North Carolina has been a battleground state for presidential candidates during the past few elections; in 2008 Democrat Barack Obama beat John McCain by about 14,000 votes, out of more than 4.3 million, or about three-tenths of a percent. In 2012, Republican Mitt Romney defeated Obama by 2 percent. In 2016, President Donald Trump defeated Hillary Clinton by 3.6 percent.
Dems hope to reverse that trend for nominee Joe Biden by prevailing in a state that is consistently listed as one of the most competitive this year. Polling since March from www.fivethirtyeight.com hasn’t shown Trump with a lead in North Carolina, ever. Current numbers suggest a 3.4 percent advantage for Biden.

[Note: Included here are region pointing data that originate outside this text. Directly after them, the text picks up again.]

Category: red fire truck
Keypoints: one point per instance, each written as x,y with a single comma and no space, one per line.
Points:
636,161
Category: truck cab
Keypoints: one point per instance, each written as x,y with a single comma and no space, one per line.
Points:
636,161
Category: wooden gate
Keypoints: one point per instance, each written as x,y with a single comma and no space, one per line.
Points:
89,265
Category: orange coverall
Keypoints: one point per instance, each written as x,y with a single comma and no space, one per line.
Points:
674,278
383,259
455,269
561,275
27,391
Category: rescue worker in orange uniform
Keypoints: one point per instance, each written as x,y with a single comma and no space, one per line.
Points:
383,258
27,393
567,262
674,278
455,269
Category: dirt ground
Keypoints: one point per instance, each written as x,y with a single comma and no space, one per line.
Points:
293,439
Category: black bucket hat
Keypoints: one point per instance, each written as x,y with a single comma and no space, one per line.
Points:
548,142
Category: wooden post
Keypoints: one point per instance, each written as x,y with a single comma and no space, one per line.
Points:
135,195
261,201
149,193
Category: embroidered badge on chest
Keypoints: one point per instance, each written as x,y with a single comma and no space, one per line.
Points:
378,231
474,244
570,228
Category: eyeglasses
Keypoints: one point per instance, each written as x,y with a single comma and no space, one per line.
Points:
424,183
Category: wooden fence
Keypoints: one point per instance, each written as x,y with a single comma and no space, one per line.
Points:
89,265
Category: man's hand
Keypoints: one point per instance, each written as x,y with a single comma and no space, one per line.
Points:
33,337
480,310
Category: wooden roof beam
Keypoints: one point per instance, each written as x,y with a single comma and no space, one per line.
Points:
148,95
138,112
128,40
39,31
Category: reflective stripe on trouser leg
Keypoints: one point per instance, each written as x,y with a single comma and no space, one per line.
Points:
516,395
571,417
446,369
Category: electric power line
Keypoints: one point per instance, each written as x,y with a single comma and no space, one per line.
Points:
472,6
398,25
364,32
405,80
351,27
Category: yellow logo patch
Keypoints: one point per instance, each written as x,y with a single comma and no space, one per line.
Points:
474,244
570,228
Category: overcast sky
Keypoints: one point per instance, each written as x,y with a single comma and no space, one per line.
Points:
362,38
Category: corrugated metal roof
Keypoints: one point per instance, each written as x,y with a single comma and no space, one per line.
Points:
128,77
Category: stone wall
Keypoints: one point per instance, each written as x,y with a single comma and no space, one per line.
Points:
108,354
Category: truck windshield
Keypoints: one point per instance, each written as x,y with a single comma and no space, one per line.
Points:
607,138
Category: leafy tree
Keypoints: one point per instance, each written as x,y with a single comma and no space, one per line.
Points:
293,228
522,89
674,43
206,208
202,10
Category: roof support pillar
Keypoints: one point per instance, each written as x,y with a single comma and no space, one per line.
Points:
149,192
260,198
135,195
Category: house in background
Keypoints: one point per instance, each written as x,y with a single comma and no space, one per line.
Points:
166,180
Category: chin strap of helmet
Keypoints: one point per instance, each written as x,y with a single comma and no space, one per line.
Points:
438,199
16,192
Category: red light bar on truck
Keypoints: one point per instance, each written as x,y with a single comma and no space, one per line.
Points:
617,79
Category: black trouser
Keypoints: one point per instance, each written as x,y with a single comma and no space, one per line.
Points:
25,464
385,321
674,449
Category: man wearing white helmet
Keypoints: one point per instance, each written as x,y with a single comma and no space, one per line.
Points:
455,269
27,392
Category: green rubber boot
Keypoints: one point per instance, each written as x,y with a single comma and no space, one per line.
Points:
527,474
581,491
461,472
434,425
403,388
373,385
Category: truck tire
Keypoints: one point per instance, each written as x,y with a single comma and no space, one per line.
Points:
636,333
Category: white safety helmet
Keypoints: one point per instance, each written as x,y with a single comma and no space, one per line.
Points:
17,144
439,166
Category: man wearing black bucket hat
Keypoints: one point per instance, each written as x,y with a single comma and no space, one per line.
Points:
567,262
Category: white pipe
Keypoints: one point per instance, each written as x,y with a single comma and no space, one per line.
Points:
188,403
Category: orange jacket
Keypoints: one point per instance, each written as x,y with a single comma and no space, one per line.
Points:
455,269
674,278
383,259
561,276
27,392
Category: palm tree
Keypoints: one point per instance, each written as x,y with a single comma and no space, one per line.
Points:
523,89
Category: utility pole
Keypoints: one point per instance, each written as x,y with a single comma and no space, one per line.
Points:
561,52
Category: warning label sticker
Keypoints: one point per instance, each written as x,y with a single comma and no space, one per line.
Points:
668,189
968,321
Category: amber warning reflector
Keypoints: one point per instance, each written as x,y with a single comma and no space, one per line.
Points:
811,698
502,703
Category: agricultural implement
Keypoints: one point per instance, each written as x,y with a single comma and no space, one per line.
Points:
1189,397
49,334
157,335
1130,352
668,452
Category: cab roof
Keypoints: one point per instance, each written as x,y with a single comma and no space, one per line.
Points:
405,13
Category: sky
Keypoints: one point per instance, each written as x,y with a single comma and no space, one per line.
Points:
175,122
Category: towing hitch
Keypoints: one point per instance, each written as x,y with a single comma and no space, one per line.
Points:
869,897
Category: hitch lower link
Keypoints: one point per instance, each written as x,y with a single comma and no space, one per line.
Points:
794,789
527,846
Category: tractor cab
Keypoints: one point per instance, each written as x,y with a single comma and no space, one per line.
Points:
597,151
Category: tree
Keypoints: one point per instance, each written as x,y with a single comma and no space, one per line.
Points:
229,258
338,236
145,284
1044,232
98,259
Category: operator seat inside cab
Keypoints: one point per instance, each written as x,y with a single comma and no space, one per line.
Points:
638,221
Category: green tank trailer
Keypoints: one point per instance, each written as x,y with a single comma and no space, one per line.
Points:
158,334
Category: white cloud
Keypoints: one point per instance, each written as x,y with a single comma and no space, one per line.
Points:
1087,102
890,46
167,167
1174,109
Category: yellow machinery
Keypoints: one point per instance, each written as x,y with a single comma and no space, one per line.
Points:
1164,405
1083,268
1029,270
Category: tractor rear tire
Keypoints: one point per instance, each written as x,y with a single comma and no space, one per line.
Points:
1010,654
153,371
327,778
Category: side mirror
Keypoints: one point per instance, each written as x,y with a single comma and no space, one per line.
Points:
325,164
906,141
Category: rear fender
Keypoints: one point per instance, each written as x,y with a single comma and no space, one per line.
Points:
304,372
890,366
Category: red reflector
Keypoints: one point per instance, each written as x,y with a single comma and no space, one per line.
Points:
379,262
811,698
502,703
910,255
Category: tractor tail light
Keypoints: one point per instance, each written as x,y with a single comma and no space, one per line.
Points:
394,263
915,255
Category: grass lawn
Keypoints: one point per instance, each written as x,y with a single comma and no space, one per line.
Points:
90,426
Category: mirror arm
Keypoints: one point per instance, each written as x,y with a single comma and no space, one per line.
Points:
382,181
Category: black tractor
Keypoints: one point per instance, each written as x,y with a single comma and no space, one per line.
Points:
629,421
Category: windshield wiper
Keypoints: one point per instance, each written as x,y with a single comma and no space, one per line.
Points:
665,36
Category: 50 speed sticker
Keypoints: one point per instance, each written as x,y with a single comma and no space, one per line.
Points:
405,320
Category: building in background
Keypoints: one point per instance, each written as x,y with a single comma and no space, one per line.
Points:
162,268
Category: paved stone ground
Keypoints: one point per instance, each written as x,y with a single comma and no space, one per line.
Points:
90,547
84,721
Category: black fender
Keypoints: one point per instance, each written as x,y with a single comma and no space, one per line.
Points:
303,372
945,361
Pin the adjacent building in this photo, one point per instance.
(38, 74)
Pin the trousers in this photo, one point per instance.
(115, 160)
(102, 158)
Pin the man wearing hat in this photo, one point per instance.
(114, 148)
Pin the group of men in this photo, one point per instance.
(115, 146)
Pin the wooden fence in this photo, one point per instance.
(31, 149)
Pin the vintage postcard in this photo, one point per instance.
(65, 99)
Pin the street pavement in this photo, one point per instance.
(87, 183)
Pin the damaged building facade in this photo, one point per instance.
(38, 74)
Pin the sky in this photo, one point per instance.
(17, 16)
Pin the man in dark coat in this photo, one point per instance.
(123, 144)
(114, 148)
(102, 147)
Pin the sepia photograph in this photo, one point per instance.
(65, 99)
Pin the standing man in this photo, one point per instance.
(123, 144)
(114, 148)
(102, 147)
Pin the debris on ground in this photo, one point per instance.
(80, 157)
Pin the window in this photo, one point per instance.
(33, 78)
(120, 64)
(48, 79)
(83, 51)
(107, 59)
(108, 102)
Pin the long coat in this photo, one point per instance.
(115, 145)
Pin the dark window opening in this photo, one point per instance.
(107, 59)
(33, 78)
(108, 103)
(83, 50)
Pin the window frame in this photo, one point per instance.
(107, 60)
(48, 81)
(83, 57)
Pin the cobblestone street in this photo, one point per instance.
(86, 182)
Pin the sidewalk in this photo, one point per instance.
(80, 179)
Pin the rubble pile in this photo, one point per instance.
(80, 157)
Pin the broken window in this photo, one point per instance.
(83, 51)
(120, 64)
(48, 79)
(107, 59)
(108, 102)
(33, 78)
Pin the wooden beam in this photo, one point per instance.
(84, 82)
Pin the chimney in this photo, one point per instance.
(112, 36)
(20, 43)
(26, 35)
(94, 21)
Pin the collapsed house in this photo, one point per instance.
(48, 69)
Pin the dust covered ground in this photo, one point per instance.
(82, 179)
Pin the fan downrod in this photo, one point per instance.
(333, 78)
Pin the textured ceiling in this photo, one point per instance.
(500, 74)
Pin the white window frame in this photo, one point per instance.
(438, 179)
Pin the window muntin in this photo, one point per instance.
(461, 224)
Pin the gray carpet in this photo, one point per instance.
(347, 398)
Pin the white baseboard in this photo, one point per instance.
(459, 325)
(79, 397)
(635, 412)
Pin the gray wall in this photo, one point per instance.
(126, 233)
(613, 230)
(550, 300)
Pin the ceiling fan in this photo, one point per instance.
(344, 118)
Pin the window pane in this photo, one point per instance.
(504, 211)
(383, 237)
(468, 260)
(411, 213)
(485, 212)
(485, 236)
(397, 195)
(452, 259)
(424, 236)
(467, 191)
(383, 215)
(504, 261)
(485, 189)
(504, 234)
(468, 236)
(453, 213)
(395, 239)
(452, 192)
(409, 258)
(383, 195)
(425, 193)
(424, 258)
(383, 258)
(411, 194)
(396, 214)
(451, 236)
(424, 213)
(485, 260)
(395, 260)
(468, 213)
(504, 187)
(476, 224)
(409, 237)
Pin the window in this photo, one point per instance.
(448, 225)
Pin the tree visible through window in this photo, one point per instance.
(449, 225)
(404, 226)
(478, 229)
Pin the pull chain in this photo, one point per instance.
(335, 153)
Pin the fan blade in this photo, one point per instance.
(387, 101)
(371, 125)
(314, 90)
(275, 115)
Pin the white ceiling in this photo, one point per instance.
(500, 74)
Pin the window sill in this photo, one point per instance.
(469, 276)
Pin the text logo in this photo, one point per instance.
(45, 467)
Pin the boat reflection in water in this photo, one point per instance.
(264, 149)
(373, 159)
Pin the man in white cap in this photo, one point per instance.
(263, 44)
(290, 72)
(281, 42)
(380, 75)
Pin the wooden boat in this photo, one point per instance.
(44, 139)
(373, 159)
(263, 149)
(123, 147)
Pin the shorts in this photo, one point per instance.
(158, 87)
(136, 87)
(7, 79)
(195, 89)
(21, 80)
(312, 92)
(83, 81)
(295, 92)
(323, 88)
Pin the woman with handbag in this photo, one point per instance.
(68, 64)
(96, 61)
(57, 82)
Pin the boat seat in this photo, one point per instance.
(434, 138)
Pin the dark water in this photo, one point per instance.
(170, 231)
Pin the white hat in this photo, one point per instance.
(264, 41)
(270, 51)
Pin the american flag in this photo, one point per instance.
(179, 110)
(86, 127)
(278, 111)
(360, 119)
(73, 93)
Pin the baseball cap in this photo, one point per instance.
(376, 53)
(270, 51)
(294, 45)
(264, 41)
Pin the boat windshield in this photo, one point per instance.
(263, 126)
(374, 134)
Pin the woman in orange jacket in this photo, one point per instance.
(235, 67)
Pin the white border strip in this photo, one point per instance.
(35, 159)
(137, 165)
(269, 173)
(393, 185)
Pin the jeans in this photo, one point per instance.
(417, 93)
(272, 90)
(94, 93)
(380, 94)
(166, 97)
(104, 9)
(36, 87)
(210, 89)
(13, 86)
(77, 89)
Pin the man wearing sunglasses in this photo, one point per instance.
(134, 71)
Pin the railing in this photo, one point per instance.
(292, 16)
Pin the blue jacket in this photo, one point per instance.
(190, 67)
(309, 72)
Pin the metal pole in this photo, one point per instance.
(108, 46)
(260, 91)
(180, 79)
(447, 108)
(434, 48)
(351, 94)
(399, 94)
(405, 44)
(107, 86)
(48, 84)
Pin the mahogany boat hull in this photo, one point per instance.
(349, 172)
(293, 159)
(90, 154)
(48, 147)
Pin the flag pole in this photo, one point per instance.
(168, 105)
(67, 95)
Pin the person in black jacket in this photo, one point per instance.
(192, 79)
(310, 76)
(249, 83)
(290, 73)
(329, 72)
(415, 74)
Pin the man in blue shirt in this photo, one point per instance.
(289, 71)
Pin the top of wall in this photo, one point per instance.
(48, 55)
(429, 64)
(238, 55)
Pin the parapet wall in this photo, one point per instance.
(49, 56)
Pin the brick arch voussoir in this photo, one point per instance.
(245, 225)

Harris’ visit, slated for Oct. 15, will mark the fifth time a high-profile Democrat has visited the Old North State since late September.
On Sept. 23, Vice President Biden hosted a Black Economic Summit in Charlotte. Five days later, Harris made an appearance in Raleigh. A few days later, Harris’ husband Doug Emhoff was in Greensboro, and on Oct. 6 Dr. Jill Biden spoke at GOTV rallies in Fayetteville and Greenville.
Details on the time and location of Harris’ visit to North Carolina haven’t been announced yet.